English    Türkçe    فارسی   

4
1638-1662

  • Haman’ın canı Kıpti’ye çeker, Âdem’in midesi buğdayla suyu!
  • (eksik)
  • 1640.Karanlık yüzünden birisini tanıyamadın mı, kendisine kimi imam edinmiş, kime uymuş... Bak, ne olduğunu anlarsın! 1640
  • Arifin Allah nurundan gıdası vardır. “Ben Rabi’me konuk olurum, O beni doyurur ve suvarır” denmiştir. “Açlık, Allah yemeğidir. Allah, doğruların bedenlerini onunla diriltir” hadisi de vardır ki açlıkta adama Allah yemeği gelir demektir.
  • Her yavru, anasının ardından gider... Bununla da cinsiyet anlaşılır.
  • Âdemoğluna süt, göğüsten gelir, eşeğin sütü de bedeninin yarısından, aşağılık tarafından akar.
  • Adalet taksimcidir, bölüşülecek şeyleri o bölüştürür... Fakat şaşılacak şey şu ki bunda ne cebir vardır ne de zulüm!
  • Cebir olsaydı pişmanlık olur muydu?
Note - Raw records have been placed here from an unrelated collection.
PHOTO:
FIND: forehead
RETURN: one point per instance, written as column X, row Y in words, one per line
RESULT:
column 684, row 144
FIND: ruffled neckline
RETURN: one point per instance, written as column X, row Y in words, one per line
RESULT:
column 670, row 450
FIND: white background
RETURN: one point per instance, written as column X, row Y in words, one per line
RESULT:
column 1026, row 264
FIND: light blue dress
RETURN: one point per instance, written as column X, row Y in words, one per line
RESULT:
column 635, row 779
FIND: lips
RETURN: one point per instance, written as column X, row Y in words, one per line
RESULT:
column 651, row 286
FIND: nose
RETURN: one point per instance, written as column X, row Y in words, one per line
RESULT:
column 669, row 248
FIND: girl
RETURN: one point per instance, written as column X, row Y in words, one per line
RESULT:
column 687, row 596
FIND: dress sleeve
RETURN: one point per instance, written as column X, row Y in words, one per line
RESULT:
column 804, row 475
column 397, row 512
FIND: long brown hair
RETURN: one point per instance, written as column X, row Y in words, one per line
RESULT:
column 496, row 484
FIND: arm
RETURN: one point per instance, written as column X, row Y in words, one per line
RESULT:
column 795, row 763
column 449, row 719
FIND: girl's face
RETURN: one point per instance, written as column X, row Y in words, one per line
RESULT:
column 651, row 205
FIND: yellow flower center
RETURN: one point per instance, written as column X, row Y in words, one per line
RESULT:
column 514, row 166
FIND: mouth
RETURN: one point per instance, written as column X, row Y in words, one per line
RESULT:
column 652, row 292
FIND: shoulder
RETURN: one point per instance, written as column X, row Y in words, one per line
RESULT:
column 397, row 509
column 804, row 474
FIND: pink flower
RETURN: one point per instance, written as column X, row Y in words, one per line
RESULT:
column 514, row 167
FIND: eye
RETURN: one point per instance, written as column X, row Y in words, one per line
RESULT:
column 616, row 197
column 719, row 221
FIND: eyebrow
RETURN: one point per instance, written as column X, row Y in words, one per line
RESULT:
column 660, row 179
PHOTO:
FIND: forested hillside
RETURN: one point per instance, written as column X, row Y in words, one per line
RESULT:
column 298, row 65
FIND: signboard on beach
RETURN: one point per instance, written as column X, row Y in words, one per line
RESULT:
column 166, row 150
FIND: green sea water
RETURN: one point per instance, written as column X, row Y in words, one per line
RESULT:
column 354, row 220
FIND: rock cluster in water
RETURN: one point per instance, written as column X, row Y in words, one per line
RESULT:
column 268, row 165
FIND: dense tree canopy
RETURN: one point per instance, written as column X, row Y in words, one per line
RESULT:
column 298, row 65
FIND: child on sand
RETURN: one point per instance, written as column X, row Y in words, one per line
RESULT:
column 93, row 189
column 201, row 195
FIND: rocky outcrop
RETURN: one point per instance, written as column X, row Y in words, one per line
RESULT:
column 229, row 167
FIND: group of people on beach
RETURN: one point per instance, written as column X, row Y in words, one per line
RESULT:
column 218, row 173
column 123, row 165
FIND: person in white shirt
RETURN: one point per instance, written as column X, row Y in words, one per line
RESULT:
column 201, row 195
Zulüm olsaydı Allah’ın koruması olur muydu?
  • Gün geçti, ders yarına kaldı... Sırrımız hiç güne sığar mı ki? 1645
  • Ey kötü kişinin yaltaklanmasına inanan, sözleri doğru sayan,
  • Sen su habbelerinden bir kubbe yapmışsın ama o öyle bir çadır ki ipleri pek kuvvetsiz,
  • Hile yıldırıma benzer... Onun ışığıyla yolcuların, yolu görmelerine imkân yok!
  • Bu âlemde de bir şey yok, bu âlemdekilerde de! Her ikisi de vefasızlıkta aynı gönle sahip!
  • Dünyanın oğlu dünya gibi vefasız... Sana yüz tutar ama o, yüz değildir, arkadır! 1650
  • Fakat o cihanın ehli, o cihan gibi ebedi olarak ihsan ve keremdeki ahitlerinde, Peymanlarında dururlar!
  • Hiç iki peygamberin birbirine zıt olduğunu, birbirlerinin mucizesini kapıp aldığını gördün mü?
  • O âlemin meyvesi solar, bozulur mu? Akla mensup neşe kederlenmez ki!
  • Nefis, ahdinde durmaz; o yüzden gebertilecek bir şeydir ya! Kendisi de alçaktır, kıblegâhı da alçaktır.
  • Nefislere de bu alçaklar topluluğu lâyıktır... Ölüye mezarın, kefenin layık olduğu gibi! 1655
  • Zekidir, ince şeyleri bilir... Bilir ama değil mi ki kıblesi dünyadır, onu ölü bil sen!
  • Allah’ın vahiy suyu bu ölüye ispat etti de ölü topraktan bir diri zuhur etti.
  • Fakat sen vahiy gelmedikçe sakın o yüzüne sürdüğün ömrü uzun olasıca kırmızılığa güvenip aldanma, gururlanma ha!
  • Nazardan düşücü olmayan bir ses, bir şöhret... Batmayan bir güneşe mensup parlaklık ara!
  • O ince hünerler, o dedikodular, Firavun’un kavmine benzer, ecel Nil nehrine! 1660
  • Onları parlaklığı kemerleri, sayvanları ve büyüleri, halkı boyunlarından zorla çeker ama
  • Hepsini de büyücülerin büyüsü bil... Ölümse ejderha haline gelen o sopadır.